Armani: My designs are like children
Giorgio Armani feels stabbed in the heart when curators leave things out of his exhibitions.
The fashion designer's lavish designs are not just seen on the catwalks and red carpets: they've also been featured in museum exhibitions over the years.
One of these was curated by Harold Koda, who works at the Costume Institute at the Metropolitan Museum of Art, and Fondazione Prada's artistic director Germano Celant. The pair helmed Armani's Retrospective event at New York's Guggenheim Museum in 2000.
“They did a wonderful job,” Armani told W magazine. “But it is very, very difficult for me to delegate decisions about my designs, because each piece is like a son to me.
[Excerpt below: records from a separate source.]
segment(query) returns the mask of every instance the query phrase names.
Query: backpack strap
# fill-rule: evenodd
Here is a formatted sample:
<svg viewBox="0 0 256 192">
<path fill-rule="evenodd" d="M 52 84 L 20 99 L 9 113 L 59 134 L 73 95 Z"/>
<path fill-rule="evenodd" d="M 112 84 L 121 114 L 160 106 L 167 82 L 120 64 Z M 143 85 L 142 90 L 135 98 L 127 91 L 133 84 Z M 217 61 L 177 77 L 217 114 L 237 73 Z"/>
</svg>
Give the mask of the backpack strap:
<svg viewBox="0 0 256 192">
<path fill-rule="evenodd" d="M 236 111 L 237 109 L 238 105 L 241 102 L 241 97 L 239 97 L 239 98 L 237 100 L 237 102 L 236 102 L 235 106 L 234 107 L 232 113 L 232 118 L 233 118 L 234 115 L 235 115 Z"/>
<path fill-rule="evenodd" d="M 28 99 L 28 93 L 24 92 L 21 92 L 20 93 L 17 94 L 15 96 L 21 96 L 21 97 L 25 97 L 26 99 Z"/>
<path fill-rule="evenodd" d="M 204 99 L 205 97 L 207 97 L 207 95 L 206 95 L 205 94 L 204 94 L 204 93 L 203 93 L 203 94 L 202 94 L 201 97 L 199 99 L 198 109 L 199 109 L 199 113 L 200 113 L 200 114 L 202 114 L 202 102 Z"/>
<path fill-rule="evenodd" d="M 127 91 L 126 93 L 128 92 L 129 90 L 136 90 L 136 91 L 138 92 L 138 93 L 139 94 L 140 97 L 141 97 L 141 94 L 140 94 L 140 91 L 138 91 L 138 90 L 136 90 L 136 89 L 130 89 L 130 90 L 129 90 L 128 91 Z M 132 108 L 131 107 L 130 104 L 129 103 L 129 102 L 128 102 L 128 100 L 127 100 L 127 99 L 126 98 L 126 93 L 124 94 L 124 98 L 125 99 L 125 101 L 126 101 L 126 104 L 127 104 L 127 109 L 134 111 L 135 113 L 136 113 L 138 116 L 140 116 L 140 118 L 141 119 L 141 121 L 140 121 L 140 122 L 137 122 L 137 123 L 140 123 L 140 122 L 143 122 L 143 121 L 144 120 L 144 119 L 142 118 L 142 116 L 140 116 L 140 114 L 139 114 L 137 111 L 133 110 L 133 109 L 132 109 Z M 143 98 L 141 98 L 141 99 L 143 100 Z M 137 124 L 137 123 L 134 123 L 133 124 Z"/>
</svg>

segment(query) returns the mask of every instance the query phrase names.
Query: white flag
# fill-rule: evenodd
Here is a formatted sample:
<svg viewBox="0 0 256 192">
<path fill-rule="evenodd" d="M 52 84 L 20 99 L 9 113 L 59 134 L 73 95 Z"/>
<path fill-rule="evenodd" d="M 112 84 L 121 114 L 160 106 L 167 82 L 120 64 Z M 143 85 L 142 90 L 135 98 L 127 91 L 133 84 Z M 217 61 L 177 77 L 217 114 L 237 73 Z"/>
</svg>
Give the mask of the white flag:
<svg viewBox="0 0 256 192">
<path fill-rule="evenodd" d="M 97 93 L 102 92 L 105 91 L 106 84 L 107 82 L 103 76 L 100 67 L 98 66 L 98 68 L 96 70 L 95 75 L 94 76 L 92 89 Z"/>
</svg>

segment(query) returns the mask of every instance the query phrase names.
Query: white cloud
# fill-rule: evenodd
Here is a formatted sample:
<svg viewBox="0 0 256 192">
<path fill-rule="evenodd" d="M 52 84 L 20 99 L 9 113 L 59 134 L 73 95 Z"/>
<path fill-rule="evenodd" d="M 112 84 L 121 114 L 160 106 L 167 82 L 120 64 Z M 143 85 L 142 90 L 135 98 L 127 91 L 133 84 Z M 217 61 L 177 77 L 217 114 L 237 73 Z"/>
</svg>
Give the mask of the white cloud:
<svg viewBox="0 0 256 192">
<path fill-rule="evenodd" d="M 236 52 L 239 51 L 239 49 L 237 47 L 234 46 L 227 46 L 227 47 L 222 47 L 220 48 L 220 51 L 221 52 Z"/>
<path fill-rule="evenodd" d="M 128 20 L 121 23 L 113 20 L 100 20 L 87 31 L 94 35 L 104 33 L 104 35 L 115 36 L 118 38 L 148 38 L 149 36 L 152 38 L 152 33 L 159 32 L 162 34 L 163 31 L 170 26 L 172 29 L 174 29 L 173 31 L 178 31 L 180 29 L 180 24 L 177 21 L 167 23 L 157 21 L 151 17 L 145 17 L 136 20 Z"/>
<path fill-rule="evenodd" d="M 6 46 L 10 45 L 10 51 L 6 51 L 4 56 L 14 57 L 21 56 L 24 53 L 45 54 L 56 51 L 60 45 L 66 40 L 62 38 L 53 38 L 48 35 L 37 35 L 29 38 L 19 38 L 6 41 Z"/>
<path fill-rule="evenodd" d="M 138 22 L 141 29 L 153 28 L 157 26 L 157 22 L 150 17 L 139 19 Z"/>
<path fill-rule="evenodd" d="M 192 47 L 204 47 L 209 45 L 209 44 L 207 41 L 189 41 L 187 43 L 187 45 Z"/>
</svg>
Every time Koda decided to leave something out, I felt as though I’d been stabbed in the heart.
“At the time of the Guggenheim show, I liked the idea of challenging preconceptions by showing less predictable aspects of the collections."
The icon founded his label over 40 years ago and is still busier than ever with work. Occasionally he has some free time to unwind, when he'll head home to his luxurious pad on the island of Pantelleria, near Sicily.
He also enjoys watching the latest big screen releases and often visits the Anteo SpazioCinema in Milan, where he surprises fellow film lovers.
“When people see me taking my seat there, they look puzzled, as though they’re thinking, Is it really him?” he laughed. “Then they come up and ask, ‘Are you really Giorgio Armani?’ and offer to shake my hand. They’re always very nice, and very Milanese. You know, my heart will always be in Piacenza, but I am Milanese too.”
Armani moved to Milan in 1949 and describes the city as "strong and fearless", but welcoming at the same time.